RENVERSEMENT SYMBOLIQUE

De même l’idée est-elle admise que Karol Wojtyla, condamné à l’infirmité, à l’aphasie, acceptant de montrer ses limites physiques et sa souffrance, a donné un autre sens à sa mission, évident pour tous, hormis ceux qui le pressent de démissionner : une sorte de proximité avec les malades, les handicapés, les agonisants. En somme, un renversement symbolique de la hiérarchie d’un monde qui ne comptabilise que les people, sportifs, mannequins, hommes d’affaires, que les critères de l’esthétique, du profit et du pouvoir.
Mais cette suprématie de l’image a des inconvénients, également aveuglants dans cette dernière phase d’un règne exceptionnel. Comme l’arbre cache la forêt, la communication de Jean Paul II, celle des années flamboyantes comme celle des années du déclin physique, fait de l’ombre à la nature constitutive même de l’Eglise. Le rôle des Eglises locales, la vitalité propre à des communautés catholiques, plus ou moins grande selon les pays et les continents, passent à l’arrière-plan. Les caméras restées braquées sur Rome ont occulté toutes les célébrations et pèlerinages de la semaine sainte, partout dans le monde.

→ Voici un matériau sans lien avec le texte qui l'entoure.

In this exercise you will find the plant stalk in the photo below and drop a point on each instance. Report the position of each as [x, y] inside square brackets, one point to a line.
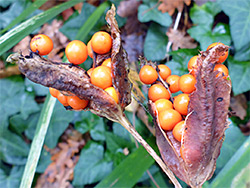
[127, 125]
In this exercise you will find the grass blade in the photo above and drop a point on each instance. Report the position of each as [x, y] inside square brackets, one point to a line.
[130, 170]
[11, 38]
[37, 143]
[24, 14]
[91, 21]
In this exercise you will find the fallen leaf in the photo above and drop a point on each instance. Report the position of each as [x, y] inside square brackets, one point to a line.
[170, 5]
[238, 104]
[180, 40]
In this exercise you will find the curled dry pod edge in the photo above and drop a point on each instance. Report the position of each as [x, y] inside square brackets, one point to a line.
[73, 79]
[205, 124]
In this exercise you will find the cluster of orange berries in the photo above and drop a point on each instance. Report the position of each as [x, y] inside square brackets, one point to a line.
[77, 52]
[171, 114]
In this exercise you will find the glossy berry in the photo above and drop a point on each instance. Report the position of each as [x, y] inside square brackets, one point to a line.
[173, 81]
[187, 83]
[165, 71]
[112, 92]
[90, 71]
[89, 48]
[221, 58]
[62, 99]
[222, 68]
[163, 104]
[54, 92]
[101, 42]
[107, 62]
[42, 44]
[168, 119]
[192, 64]
[178, 130]
[76, 103]
[76, 52]
[148, 74]
[101, 77]
[157, 91]
[181, 103]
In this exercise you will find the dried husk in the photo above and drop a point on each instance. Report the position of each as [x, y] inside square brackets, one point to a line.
[205, 124]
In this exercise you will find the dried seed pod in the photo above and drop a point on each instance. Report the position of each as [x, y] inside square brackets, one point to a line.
[205, 124]
[74, 80]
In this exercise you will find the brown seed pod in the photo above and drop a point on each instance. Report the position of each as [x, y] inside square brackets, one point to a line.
[205, 124]
[74, 80]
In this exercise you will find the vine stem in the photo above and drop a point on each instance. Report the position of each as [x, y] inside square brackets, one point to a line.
[127, 125]
[176, 24]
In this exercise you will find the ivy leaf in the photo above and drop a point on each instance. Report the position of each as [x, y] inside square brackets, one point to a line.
[238, 12]
[240, 72]
[92, 166]
[150, 12]
[155, 42]
[13, 179]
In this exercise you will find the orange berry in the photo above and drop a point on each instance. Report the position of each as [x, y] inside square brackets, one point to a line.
[222, 68]
[107, 62]
[148, 74]
[62, 99]
[192, 64]
[76, 52]
[173, 81]
[221, 58]
[101, 42]
[178, 130]
[90, 53]
[90, 71]
[157, 91]
[187, 83]
[112, 92]
[76, 103]
[163, 104]
[42, 44]
[181, 103]
[168, 119]
[165, 71]
[101, 77]
[54, 92]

Ce diagnostic est largement partagé au sommet de l’Eglise. Devant cette longue agonie télévisée de Jean Paul II, beaucoup d’observateurs et de cardinaux s’interrogent sur les limites d’une communication conçue par l’entourage du pape, et avec son accord. Des médias qui, en temps normal, n’accordent aucun intérêt à la vie institutionnelle de l’Eglise, et ne rendent généralement pas compte de ses messages, scrutent la vie au Vatican sous le souverain malade, se prêtent aux rumeurs et spéculent sur ce qui pourrait se tramer en coulisse.

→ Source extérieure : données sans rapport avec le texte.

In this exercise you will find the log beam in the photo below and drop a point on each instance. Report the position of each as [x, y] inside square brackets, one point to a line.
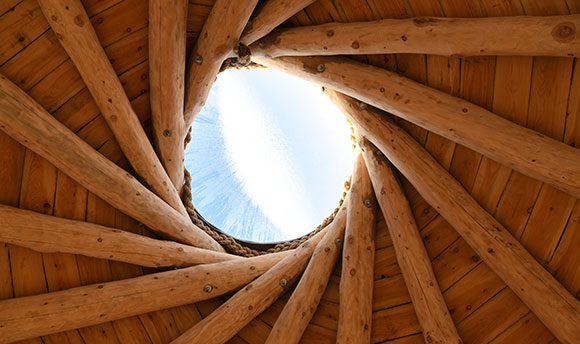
[167, 36]
[269, 16]
[218, 39]
[305, 299]
[429, 304]
[50, 234]
[519, 148]
[245, 305]
[33, 316]
[358, 258]
[73, 28]
[536, 287]
[28, 123]
[512, 36]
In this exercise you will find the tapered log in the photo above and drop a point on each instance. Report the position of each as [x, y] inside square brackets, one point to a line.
[28, 123]
[33, 316]
[430, 307]
[269, 16]
[358, 258]
[218, 39]
[536, 287]
[71, 24]
[521, 149]
[167, 35]
[245, 305]
[305, 299]
[512, 36]
[44, 233]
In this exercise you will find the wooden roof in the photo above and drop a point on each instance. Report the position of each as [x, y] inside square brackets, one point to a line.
[541, 93]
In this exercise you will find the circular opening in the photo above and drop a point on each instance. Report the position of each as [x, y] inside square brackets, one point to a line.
[269, 155]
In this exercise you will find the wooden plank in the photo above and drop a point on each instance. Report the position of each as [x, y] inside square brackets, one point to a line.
[356, 284]
[72, 26]
[442, 114]
[37, 129]
[71, 309]
[534, 285]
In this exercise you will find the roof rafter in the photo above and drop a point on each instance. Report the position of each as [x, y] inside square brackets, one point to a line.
[429, 304]
[358, 260]
[269, 16]
[75, 32]
[167, 36]
[28, 123]
[33, 316]
[535, 36]
[45, 233]
[218, 39]
[245, 305]
[517, 147]
[536, 287]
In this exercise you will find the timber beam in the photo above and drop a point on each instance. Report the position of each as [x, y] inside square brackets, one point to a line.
[245, 305]
[28, 123]
[517, 147]
[49, 234]
[512, 36]
[216, 42]
[358, 261]
[73, 28]
[536, 287]
[33, 316]
[167, 36]
[429, 304]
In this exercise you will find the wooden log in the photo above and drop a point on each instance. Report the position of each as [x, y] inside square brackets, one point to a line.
[267, 17]
[512, 36]
[430, 307]
[304, 301]
[218, 39]
[28, 123]
[358, 258]
[519, 148]
[245, 305]
[71, 24]
[167, 36]
[44, 233]
[535, 286]
[32, 316]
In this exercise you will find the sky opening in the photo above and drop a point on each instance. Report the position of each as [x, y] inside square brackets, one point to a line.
[269, 155]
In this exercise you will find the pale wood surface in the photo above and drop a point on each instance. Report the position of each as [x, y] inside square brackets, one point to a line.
[98, 303]
[522, 149]
[358, 258]
[511, 36]
[167, 35]
[28, 123]
[536, 287]
[74, 30]
[300, 308]
[269, 16]
[245, 305]
[220, 35]
[428, 302]
[44, 233]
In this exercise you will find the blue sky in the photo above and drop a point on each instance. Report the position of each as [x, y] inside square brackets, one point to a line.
[268, 157]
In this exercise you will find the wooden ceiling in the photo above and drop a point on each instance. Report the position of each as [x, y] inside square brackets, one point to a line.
[540, 93]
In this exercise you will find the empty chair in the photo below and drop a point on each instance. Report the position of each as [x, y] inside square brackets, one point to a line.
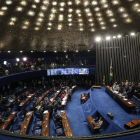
[59, 131]
[38, 123]
[36, 131]
[20, 116]
[13, 130]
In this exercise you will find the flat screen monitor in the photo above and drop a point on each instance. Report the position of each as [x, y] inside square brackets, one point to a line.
[68, 71]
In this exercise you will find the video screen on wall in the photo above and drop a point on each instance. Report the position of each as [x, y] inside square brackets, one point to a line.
[68, 71]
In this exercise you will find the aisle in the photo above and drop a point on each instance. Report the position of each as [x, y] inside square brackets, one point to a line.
[105, 104]
[74, 113]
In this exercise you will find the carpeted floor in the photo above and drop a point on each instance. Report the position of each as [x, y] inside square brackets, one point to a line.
[101, 102]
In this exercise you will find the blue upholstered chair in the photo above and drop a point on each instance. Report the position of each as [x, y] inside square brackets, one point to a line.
[38, 124]
[36, 131]
[59, 131]
[13, 130]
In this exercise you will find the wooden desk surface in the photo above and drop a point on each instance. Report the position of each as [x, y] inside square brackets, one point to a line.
[24, 126]
[54, 96]
[125, 101]
[28, 98]
[43, 95]
[11, 103]
[96, 86]
[132, 124]
[65, 123]
[45, 124]
[8, 120]
[89, 121]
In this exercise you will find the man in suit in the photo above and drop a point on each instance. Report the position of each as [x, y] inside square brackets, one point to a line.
[50, 109]
[8, 113]
[58, 118]
[1, 120]
[98, 124]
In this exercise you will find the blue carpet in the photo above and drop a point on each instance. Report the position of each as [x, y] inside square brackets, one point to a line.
[99, 101]
[75, 114]
[105, 104]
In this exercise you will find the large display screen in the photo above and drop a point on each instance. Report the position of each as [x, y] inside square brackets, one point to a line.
[68, 71]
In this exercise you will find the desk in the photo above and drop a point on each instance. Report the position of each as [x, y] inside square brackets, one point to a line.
[24, 126]
[133, 124]
[96, 86]
[54, 96]
[43, 95]
[8, 120]
[11, 103]
[45, 124]
[28, 98]
[65, 122]
[89, 121]
[123, 102]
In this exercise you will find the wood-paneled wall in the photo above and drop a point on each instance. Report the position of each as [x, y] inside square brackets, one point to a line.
[125, 53]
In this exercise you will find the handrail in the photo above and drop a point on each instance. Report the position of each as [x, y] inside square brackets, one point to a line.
[101, 136]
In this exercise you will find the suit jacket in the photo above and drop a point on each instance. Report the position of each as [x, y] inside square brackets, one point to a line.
[50, 108]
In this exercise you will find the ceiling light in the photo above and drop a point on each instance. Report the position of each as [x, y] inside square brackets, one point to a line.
[24, 59]
[23, 3]
[33, 6]
[119, 36]
[36, 28]
[8, 2]
[69, 2]
[70, 24]
[37, 1]
[94, 2]
[132, 34]
[108, 38]
[31, 13]
[17, 59]
[54, 3]
[11, 23]
[98, 39]
[4, 8]
[24, 27]
[1, 13]
[19, 8]
[62, 4]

Mis hors jeu des circuits de l’information officielle d’un Vatican, désormais aussi muet que le pape, les médias dissertent à longueur de colonnes sur le "vide du pouvoir", les intrigues entre cardinaux régnant dans l’ombre du monarque, les scénarios de démission, la prétendue guerre de succession. Avec d’autant plus d’ardeur qu’ils ont, pendant des décennies, ignoré le catholicisme, voire ironisé sur sa disparition. L’enjeu du prochain conclave sera bien le choix entre la poursuite, avec un autre homme providentiel, de ce magistère mondial ou le retour à une papauté plus modeste.